One Rep Max Calculator — Epley, Brzycki, Lander & Mayhew
Estimate your 1RM from a sub-maximal set using four peer-reviewed strength formulas side by side. Get a consensus number, a conservative training cap, and a percent-of-1RM load table — runs in your browser, no signup, sources cited.
How it works
Your one-rep max is the heaviest weight you can lift for a single clean repetition of a given exercise. Coaches and lifters use it as the unit that all training percentages reference. Testing it directly is risky and demands a long warm-up and a spotter, so the standard alternative is to lift a sub-maximal weight to fatigue and predict 1RM from the load and rep count.
Four formulas dominate the strength-and-conditioning literature. Let w be the weight you used and r the number of full reps you completed:
- Epley (1985): 1RM = w × (1 + r/30)
- Brzycki (1993): 1RM = w × 36 / (37 − r)
- Lander (1985): 1RM = 100w / (101.3 − 2.67123 × r)
- Mayhew (1992): 1RM = 100w / (52.2 + 41.9 × e^(−0.055 × r))
The calculator computes all four and reports the arithmetic mean as the consensus 1RM, along with the minimum (a conservative training ceiling) and the maximum (a stretch attempt target). The spread between formulas doubles as a confidence signal — narrow spread for low rep counts, wider spread the further you push past the original fit data.
The cross-validation reference is LeSuer et al. (1997) in the Journal of Strength and Conditioning Research, which tested all four formulas against true 1RMs in the bench press, squat, and deadlift on 67 trained lifters. They found no statistically meaningful winner for reps in the 2 – 10 range — average prediction error was within three percent of the actual max for each formula. Beyond ten reps the formulas were not designed to extrapolate, and their predictions diverge; the page surfaces a low-confidence warning above 10 reps and refuses to compute past 15 reps.
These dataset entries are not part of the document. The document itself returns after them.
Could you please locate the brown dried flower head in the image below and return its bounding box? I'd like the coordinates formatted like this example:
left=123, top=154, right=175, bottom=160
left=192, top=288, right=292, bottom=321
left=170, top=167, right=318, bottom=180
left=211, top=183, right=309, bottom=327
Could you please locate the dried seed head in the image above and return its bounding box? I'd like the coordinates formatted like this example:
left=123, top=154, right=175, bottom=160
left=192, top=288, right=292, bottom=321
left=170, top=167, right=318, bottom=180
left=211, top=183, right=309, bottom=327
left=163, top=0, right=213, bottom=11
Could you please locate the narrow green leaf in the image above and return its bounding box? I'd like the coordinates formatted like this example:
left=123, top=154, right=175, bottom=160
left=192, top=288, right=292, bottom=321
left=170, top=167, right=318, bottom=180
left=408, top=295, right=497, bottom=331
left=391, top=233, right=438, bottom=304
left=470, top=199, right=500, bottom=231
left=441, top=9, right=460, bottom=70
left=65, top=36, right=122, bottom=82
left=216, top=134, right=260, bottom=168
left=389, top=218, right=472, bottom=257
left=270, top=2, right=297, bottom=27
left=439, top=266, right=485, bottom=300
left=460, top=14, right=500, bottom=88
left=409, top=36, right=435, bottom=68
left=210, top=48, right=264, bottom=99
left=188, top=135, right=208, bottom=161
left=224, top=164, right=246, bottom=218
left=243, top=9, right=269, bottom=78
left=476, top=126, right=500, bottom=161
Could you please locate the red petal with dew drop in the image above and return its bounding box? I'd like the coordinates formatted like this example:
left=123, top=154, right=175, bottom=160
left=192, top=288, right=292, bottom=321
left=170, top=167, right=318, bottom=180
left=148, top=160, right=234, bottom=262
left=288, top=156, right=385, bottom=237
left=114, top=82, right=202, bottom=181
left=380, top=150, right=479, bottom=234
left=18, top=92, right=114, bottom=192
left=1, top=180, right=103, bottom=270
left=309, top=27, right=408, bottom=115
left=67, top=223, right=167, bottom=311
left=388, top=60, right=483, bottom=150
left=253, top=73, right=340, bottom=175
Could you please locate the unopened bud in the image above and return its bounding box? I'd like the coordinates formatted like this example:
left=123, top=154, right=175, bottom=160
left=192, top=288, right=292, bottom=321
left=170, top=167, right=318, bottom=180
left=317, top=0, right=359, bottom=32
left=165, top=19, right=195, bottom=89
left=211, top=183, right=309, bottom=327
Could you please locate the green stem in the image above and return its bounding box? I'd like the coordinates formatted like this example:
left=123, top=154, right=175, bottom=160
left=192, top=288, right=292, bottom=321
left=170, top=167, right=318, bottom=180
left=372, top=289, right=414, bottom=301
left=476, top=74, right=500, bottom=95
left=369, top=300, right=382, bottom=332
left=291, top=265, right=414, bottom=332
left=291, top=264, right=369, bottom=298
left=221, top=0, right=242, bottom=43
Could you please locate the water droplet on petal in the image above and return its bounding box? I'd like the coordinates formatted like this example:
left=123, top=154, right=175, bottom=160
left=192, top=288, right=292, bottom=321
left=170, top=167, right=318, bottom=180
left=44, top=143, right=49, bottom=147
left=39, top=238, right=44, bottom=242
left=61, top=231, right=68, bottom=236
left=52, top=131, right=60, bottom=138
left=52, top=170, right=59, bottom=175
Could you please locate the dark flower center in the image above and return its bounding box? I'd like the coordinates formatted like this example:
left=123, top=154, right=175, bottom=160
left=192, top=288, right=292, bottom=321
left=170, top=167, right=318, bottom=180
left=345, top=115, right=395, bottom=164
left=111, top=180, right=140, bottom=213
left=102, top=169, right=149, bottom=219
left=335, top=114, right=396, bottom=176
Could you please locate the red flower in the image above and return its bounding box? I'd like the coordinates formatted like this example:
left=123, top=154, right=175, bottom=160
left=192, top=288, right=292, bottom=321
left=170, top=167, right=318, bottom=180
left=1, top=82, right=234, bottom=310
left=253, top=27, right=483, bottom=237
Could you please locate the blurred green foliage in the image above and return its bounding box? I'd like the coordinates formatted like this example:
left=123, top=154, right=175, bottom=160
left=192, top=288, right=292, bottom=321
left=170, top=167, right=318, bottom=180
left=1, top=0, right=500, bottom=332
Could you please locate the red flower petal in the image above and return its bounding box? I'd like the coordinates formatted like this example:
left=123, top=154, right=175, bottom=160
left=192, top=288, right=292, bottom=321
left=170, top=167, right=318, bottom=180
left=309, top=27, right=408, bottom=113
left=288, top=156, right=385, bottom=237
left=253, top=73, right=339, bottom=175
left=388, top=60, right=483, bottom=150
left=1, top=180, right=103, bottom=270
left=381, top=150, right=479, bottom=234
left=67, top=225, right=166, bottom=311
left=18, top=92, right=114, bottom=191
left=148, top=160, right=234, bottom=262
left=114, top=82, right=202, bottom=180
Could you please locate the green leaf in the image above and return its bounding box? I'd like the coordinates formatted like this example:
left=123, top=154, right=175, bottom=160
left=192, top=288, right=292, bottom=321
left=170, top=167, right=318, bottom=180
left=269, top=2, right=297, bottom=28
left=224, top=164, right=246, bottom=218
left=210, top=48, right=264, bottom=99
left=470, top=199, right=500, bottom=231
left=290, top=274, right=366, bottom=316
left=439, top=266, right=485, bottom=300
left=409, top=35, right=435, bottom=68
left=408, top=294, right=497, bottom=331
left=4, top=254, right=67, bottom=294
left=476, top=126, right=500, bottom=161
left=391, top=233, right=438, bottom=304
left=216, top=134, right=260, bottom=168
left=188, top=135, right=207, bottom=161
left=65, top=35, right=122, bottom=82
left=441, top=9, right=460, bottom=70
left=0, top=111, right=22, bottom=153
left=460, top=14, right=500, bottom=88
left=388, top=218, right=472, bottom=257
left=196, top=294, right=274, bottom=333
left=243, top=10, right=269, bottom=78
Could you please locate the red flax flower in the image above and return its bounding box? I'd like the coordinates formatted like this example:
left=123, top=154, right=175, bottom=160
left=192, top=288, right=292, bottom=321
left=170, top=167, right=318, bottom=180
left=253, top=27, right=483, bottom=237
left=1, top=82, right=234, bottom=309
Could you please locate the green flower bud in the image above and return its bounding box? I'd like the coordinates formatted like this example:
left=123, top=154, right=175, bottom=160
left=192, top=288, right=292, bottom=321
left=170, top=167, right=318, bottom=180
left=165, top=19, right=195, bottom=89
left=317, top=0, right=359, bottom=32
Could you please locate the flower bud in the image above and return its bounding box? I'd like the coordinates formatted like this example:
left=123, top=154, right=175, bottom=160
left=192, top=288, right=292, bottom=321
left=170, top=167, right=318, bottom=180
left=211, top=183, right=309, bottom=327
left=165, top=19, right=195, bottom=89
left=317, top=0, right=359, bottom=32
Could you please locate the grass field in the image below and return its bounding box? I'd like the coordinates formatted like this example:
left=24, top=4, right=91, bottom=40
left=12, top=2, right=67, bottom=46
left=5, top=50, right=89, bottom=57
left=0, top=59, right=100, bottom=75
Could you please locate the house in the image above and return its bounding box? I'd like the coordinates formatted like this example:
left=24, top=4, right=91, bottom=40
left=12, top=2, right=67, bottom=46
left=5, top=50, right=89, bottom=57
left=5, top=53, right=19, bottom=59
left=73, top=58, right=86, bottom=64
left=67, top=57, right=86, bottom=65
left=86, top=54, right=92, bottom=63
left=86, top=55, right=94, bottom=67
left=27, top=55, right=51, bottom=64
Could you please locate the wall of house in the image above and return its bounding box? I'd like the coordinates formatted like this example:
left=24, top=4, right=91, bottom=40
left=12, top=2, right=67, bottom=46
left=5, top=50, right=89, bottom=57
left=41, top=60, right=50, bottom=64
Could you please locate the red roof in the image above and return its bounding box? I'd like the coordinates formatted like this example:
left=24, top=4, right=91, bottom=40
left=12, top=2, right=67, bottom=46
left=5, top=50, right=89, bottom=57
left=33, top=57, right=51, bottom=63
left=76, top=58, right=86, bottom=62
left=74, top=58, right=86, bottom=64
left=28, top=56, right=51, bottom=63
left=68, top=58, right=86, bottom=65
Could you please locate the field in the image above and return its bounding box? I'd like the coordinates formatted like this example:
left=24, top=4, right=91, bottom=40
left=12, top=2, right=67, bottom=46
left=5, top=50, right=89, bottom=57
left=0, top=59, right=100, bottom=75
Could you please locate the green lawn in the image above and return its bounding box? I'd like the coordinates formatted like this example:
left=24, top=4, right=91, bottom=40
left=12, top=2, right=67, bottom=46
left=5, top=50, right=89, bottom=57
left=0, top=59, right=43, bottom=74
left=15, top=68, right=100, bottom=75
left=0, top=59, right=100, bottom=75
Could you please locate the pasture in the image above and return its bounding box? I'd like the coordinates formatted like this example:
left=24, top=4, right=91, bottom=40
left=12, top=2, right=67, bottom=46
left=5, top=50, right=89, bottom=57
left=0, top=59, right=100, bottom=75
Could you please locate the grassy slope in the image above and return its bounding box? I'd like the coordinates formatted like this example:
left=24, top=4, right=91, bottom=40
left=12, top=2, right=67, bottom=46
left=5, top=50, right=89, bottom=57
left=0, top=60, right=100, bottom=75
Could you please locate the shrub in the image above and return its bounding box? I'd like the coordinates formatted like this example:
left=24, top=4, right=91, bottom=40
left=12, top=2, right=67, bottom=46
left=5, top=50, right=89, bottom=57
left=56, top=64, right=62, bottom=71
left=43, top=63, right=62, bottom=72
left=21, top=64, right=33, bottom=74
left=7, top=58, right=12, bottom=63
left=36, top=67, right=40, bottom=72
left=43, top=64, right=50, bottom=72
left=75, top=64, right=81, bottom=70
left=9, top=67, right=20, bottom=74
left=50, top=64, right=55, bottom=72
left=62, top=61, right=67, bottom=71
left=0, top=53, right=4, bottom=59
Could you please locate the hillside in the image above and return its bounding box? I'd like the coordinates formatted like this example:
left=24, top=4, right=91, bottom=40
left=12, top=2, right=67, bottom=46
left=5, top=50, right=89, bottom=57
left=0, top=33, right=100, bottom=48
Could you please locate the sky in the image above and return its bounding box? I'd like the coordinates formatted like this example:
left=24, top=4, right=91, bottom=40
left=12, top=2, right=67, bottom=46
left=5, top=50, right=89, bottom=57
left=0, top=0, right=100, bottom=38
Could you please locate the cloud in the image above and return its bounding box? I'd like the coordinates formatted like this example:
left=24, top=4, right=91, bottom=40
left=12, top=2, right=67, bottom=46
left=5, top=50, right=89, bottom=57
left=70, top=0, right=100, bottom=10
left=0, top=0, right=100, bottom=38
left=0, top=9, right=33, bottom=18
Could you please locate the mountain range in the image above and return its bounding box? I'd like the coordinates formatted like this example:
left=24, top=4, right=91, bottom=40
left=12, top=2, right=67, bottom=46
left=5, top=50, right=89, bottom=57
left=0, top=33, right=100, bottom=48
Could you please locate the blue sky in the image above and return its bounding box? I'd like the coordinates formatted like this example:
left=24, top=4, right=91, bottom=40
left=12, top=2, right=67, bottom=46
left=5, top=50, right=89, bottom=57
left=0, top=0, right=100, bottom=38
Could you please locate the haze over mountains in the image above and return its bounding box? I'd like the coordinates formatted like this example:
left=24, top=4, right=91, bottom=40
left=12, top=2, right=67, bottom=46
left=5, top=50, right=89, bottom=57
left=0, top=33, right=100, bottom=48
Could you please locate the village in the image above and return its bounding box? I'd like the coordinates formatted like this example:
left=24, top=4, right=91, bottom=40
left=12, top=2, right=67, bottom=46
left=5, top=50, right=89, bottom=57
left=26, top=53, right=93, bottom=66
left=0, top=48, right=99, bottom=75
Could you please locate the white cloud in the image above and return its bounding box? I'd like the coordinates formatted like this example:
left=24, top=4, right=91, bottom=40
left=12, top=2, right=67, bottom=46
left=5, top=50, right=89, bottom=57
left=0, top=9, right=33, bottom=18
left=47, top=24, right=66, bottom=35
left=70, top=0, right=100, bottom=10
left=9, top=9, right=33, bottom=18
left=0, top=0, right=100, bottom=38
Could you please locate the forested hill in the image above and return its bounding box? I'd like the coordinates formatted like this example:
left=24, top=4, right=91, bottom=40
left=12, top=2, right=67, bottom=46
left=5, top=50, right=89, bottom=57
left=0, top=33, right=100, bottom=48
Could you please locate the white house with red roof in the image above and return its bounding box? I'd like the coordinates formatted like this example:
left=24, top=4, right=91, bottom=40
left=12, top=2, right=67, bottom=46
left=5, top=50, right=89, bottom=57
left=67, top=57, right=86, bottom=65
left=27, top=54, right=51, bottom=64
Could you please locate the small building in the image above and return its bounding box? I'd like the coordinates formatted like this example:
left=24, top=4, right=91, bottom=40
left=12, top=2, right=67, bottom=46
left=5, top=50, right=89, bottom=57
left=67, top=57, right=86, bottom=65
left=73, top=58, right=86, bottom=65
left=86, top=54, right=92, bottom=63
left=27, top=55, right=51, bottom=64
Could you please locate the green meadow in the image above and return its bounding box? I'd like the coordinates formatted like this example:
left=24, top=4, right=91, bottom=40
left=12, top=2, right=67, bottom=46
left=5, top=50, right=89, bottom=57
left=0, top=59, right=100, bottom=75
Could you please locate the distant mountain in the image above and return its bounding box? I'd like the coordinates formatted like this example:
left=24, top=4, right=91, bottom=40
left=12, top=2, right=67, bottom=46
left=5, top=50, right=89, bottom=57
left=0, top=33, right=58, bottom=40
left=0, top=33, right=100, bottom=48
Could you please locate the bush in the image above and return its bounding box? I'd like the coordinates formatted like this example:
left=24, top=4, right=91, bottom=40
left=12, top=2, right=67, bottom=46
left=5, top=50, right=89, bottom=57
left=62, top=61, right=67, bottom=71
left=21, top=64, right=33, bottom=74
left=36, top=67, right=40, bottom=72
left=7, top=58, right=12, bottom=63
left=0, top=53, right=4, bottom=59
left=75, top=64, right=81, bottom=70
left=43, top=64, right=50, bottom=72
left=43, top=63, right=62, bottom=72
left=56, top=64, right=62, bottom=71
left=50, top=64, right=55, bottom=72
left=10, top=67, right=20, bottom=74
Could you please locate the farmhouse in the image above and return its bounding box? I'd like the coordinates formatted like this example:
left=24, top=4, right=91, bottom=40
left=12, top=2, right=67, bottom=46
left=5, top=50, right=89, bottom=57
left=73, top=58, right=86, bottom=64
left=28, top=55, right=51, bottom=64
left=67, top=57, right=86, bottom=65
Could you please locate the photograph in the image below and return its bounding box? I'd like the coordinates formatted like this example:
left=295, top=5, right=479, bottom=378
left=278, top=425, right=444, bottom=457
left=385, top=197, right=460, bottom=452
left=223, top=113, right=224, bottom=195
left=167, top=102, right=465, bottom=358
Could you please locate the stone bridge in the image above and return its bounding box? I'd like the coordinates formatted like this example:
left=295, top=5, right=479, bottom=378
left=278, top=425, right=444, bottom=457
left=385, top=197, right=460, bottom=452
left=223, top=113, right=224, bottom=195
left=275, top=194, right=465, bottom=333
Once a 1RM is estimated, the calculator builds a training-load table from the NSCA Essentials of Strength Training and Conditioning (Baechle & Earle, 4th ed., 2016). The table gives the percentage of 1RM a typical trained lifter can complete for a given rep target — 100% for one rep, 95% for two, 87% for five, 75% for ten, and so on. Loads are rounded to the nearest half kilogram or pound, which is the smallest plate jump available in most commercial gyms.
The page also runs an inverse-Epley sanity check: feed the calculated 1RM and your rep count back through w = 1RM / (1 + r/30) and the result should equal the weight you entered. This is a self-test that the arithmetic is correct, not a separate prediction.
Worked examples
Frequently asked questions
Sources & references
- LeSuer, McCormick, Mayhew, Wasserstein & Arnold (1997) — The accuracy of prediction equations for estimating 1-RM performance, J. Strength Cond. Res. 11(4): 211–213
- Brzycki M (1993) — Strength testing: predicting a one-rep max from reps-to-fatigue, JOPERD 64(1): 88–90
- Mayhew, Ball, Arnold & Bowen (1992) — Relative muscular endurance performance as a predictor of bench-press strength, J. Appl. Sport Sci. Res. 6(4): 200–206
- Baechle TR & Earle RW (eds, 2016) — NSCA Essentials of Strength Training and Conditioning, 4th ed., Human Kinetics (chapters 15 and 17)
- Reynolds, Gordon & Robergs (2006) — Prediction of 1RM strength from multiple-rep maximum testing and anthropometry, J. Strength Cond. Res. 20(3): 584–592
Formulas, percent-of-1RM tables, and the accuracy bands on this page were last cross-checked against the cited publications on 2026-05-11. The page is reviewed annually and whenever a major strength-and-conditioning text updates its prescription tables.